“We are all subject to our verbal understanding of the way the world works, and that particular understanding may prevent us from having an experiential encounter which might change the way we think about things.”
I quote myself. That is how I intend to structure this elaboration of my intended meanings. We are stuck with what we are; constrained and liberated by our verbal languages. While we experience our living selves through the clear or filtered gateways of all of our senses we can only think about those experiences in our verbal language.
A personal experience presents itself as an example. While I have always enjoyed dancing, and as a young man would almost leap to the Misa Luba, I never anticipated going to watch a dance recital. The idea of watching people trained to move to music on a stage never appealed to me. However as often happens, values and preferences can collide with each other and this time a good friend wanted me to watch her dance in a recital. Friendship made the investment of an afternoon worthwhile even though I knew I risked falling asleep. Having made that determination, I went to see her perform. The visual experience transformed my understanding of what dance is intended to do. As I watched my friend and her colleagues on stage, I saw the music I was listening to, move.
I felt this experience as a profound gift provided by the ensemble via my ability to see and hear their ability to dance. I felt it as it was happening, but I understood what I was feeling only as I was able to shape that experience with words.

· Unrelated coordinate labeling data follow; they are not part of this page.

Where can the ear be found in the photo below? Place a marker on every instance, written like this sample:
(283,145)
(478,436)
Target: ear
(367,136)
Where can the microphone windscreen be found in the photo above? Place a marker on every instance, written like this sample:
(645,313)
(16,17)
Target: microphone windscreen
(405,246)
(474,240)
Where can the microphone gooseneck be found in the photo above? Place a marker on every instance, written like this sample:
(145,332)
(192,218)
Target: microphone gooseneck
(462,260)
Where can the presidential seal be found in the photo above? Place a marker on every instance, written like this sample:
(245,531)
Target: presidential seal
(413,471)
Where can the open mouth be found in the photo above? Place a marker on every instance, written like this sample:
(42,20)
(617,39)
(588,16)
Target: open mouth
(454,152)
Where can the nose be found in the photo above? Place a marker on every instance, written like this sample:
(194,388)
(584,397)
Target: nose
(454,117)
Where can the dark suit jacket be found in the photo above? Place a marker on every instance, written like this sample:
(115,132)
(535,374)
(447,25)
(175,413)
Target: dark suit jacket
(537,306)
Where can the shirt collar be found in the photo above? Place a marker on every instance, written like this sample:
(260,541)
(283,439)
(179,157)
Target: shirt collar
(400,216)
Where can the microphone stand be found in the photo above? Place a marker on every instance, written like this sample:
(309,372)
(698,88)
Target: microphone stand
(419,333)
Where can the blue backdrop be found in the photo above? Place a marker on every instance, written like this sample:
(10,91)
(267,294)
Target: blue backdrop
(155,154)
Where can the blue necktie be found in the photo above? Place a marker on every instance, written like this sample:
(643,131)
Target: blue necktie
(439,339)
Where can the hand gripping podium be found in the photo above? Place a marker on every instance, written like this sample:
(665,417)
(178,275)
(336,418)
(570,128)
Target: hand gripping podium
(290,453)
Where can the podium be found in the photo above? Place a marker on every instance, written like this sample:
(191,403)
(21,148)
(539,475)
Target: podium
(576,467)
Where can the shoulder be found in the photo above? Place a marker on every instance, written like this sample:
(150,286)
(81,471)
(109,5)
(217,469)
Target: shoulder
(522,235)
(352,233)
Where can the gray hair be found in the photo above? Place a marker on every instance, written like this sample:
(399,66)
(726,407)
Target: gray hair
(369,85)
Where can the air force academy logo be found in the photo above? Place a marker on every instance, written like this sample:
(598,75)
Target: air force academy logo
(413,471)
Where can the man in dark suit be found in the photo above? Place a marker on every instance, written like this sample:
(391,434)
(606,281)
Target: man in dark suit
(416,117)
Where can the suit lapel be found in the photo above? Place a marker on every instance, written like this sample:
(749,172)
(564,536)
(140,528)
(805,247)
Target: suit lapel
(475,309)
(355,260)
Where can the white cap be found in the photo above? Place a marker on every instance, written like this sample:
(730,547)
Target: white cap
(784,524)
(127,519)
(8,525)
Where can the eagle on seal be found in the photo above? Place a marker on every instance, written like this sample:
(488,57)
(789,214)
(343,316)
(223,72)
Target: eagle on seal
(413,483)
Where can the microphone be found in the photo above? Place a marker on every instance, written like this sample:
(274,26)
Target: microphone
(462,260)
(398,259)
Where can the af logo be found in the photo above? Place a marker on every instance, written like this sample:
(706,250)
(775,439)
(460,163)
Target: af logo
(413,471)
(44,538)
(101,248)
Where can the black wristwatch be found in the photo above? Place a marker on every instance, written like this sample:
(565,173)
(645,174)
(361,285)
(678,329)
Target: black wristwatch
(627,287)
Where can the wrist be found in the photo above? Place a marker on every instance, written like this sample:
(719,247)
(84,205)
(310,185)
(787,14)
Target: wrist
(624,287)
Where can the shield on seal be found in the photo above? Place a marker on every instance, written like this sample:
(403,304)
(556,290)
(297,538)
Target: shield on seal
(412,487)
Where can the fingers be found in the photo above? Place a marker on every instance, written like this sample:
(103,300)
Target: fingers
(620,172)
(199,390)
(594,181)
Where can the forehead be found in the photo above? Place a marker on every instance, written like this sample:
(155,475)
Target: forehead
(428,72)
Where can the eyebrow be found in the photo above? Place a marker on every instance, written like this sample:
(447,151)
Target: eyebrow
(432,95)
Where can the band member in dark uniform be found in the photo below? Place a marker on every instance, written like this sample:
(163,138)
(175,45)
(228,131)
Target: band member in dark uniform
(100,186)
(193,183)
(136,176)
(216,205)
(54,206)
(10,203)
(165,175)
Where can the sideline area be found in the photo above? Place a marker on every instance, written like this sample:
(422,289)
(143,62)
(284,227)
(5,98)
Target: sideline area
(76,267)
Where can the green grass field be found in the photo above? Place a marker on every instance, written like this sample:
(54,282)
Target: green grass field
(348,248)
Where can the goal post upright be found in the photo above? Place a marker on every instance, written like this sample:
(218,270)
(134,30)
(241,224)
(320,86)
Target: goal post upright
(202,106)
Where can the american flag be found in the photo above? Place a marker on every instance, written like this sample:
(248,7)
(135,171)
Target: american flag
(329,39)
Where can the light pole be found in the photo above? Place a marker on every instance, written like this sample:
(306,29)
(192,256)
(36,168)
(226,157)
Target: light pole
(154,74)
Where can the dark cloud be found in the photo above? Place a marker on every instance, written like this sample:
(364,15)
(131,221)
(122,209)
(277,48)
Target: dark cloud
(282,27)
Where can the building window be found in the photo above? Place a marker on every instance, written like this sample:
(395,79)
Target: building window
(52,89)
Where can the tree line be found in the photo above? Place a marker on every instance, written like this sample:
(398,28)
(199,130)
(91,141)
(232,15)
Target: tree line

But wait, wasn’t it words, a simple presumption masquerading as self-knowledge, that up until then had deprived me of having that experience earlier? Or was the presumption a protection, sparing me from less gifted dancers who might have confirmed my reluctance by offering a less than perfect performance? Perhaps it was a question of my own readiness to see what what was being offered, an internal ripeness that was necessary for the experience to manifest as a gift rather than an intrusion. Or perhaps it was simply a meaningless coincidence of no significance. If such things exist. Because, after all, I do remember the experience.